月刊『山と渓谷』3月号で、小社新刊『目の前にシカの鼻息』(樋口明雄著)が紹介されました。
本誌でも紹介した大藪春彦賞受賞『約束の地』の著者によるアウトドアエッセイ。南アルプスの麓にあるログハウスで家族と愛犬たちと暮らし、渓流釣りや山歩きにいそしむ日々。巻末に山暮らしインタビューを掲載。07〜10年の季刊誌『フライの雑誌』に掲載したもののを加筆改題し、新たに書き下ろし1遍を加えた。
ヤマケイといえば、中学生の頃に地元の図書館で最新号が届くのを毎月待ちわびて、誰よりも先に借り出してため息つきながら眺め回した山ヤ雑誌であった。『岳人』読むほどの根性はなかった中学生にとっては、じゅうぶんに手の届かない大人の世界を体現していた。当時は。
今のヤマケイは、すごいよ。なんといっても最新号の特集は「特集◎おいしい山ごはん 速攻簡単でひと味ちがう/今週末から使えるレシピ38」だ。料理写真がどれもほんとにおいしそう。表紙のロゴなんか蛍光色の箔押しだ。
かつてのゴリゴリ山ヤ雑誌は、現代では中高年含む自称〝山ガール〟にとても人気なのだそうである。誌面レイアウトのセンスもおしゃれ。モデルの女の子は若くてかわいい。おばさんは出てこないか、出てきてもものすごくちっこい。もしくは後ろ姿。それでもヤマケイに関ってる人がみんな楽しそうなのは誌面から伝わってくる。

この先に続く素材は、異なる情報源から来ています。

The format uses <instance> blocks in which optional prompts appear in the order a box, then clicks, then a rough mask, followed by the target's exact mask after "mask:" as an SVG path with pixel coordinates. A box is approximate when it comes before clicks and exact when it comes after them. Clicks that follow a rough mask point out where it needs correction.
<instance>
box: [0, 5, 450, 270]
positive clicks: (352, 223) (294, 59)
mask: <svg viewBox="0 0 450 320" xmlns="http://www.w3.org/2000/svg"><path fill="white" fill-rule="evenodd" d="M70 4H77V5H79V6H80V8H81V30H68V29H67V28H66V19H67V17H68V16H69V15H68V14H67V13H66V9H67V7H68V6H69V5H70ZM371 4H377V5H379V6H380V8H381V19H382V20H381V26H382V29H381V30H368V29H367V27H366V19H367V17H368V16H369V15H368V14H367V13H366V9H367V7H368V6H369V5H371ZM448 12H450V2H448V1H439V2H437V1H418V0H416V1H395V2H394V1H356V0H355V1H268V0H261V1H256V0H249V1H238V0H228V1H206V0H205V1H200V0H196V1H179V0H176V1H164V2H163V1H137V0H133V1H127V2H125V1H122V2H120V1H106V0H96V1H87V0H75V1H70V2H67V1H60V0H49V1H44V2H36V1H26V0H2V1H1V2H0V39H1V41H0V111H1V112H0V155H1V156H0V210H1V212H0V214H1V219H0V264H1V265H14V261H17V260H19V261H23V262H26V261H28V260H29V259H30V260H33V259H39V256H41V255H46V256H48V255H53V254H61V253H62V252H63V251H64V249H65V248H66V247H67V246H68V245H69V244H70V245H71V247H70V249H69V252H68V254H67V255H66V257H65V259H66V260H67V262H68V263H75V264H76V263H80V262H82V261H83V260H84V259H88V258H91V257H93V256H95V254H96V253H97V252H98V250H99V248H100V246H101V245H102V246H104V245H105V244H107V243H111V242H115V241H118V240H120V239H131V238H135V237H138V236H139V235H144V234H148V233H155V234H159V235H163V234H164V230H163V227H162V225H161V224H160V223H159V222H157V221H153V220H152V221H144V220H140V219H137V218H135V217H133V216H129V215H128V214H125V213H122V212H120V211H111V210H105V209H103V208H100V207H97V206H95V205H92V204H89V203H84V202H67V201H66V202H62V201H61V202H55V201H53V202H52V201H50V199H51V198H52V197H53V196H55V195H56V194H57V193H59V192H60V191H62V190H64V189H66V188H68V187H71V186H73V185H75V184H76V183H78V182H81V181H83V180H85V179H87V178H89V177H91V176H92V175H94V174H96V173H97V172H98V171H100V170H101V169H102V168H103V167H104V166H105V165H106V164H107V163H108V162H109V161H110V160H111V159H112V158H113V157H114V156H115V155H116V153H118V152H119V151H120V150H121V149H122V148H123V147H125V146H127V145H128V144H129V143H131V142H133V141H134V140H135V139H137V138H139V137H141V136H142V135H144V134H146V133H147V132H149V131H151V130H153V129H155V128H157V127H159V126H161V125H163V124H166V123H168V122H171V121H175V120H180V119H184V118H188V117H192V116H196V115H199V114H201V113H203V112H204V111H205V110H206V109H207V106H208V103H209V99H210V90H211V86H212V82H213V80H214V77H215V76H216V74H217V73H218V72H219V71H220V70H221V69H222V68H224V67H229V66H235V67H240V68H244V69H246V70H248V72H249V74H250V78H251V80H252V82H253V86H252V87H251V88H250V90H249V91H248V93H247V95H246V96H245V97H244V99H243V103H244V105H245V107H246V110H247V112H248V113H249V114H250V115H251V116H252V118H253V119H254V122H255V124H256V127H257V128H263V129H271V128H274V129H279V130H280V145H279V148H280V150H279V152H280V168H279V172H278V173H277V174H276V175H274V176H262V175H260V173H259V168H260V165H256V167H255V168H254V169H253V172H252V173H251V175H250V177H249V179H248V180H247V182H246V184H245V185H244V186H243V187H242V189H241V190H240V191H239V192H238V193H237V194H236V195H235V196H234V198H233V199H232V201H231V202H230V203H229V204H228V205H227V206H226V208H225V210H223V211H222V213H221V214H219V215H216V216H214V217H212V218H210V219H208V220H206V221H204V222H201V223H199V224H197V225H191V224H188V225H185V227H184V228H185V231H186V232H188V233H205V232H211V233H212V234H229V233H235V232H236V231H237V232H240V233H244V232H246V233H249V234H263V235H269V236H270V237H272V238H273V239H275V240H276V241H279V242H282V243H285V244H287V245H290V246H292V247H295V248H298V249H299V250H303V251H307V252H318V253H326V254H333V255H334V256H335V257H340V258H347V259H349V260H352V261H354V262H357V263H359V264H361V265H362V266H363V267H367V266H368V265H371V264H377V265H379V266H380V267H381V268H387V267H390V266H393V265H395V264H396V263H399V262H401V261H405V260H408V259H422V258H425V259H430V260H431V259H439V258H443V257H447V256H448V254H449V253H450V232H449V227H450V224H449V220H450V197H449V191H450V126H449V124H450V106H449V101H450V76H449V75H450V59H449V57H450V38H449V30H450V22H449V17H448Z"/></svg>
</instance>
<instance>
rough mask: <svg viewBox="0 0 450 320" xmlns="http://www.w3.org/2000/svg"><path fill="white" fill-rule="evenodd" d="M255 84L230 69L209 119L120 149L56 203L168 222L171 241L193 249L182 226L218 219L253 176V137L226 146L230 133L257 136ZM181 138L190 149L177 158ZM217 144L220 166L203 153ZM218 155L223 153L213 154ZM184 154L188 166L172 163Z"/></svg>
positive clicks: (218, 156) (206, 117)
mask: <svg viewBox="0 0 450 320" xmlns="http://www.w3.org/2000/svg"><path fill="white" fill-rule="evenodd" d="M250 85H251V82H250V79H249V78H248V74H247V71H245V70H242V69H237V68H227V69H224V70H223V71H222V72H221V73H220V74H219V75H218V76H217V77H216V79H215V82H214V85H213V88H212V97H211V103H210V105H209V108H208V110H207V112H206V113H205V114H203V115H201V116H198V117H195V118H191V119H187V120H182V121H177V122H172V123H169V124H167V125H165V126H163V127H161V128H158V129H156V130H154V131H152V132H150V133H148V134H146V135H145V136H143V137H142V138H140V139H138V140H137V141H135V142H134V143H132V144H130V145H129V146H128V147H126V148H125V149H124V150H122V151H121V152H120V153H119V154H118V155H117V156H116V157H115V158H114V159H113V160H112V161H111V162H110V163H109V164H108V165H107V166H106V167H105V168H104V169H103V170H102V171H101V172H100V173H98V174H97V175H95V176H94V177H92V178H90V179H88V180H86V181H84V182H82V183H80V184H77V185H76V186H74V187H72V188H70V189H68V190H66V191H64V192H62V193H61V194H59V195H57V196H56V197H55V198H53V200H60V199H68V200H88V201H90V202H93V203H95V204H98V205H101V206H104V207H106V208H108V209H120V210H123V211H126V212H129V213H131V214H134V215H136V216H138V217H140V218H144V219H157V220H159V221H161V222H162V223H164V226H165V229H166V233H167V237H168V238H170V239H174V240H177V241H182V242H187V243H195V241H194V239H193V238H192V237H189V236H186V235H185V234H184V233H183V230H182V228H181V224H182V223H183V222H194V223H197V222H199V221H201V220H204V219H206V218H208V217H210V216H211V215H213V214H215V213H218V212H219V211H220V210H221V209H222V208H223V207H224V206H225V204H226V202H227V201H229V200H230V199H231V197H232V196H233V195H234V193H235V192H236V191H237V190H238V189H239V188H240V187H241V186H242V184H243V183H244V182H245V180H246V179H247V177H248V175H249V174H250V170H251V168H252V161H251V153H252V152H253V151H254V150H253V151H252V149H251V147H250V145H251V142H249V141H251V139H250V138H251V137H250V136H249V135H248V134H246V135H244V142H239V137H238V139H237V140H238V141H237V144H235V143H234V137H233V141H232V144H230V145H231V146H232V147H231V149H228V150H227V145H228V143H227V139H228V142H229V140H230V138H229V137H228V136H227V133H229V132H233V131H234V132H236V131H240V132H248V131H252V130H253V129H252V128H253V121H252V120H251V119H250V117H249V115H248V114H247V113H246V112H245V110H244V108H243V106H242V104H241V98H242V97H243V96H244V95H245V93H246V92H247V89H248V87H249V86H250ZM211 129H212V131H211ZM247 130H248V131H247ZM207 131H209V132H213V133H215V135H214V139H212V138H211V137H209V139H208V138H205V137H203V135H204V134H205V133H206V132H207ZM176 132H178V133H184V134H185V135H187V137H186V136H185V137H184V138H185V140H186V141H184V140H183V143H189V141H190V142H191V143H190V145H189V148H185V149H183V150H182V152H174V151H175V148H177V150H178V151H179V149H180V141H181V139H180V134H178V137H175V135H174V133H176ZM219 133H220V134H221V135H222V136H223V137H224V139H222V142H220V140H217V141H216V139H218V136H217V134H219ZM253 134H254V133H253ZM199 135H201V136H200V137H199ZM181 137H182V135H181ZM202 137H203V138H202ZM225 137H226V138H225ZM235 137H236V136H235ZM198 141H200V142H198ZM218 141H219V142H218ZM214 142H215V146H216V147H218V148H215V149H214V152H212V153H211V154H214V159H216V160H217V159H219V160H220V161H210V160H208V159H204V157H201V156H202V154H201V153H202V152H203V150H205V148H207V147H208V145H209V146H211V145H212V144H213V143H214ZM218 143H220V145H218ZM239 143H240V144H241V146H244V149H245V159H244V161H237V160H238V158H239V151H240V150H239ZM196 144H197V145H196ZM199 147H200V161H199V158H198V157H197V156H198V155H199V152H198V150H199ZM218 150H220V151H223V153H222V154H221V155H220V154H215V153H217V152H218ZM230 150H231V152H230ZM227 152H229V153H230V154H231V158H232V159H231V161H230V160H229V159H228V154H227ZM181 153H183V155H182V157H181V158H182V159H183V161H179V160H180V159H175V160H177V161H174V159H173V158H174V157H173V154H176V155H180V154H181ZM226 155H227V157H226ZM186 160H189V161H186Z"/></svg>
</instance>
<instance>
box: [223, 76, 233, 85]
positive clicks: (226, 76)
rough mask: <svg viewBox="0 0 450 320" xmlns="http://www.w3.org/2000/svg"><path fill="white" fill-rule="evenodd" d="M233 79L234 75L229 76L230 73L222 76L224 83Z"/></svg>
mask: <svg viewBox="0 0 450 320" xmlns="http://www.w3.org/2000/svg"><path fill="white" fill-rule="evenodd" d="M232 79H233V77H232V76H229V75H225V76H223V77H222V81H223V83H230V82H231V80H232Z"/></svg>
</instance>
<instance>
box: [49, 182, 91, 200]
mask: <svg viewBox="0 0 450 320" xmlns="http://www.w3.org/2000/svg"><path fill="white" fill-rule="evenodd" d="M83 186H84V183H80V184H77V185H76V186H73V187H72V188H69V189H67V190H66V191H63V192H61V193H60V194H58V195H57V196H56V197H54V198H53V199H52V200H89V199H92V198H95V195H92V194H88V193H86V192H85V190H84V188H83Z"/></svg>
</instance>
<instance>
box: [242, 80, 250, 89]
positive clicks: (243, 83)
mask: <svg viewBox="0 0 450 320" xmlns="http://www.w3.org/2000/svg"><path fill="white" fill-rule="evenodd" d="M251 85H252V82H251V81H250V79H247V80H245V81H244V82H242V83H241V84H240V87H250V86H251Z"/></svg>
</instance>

そこらへん、えらい人が必死になって二番煎じを煽れば煽るほど、出てきたがるのは業界系のおばさんやおじさんばっかりの、どこかの業界とは違うところです。笛吹けどおばさん。いやいや、素敵なおばさんやおじさんはたくさんいらっしゃいますけどもちろん。なんとなくモノ売ってこられそうなのがこわいだけで。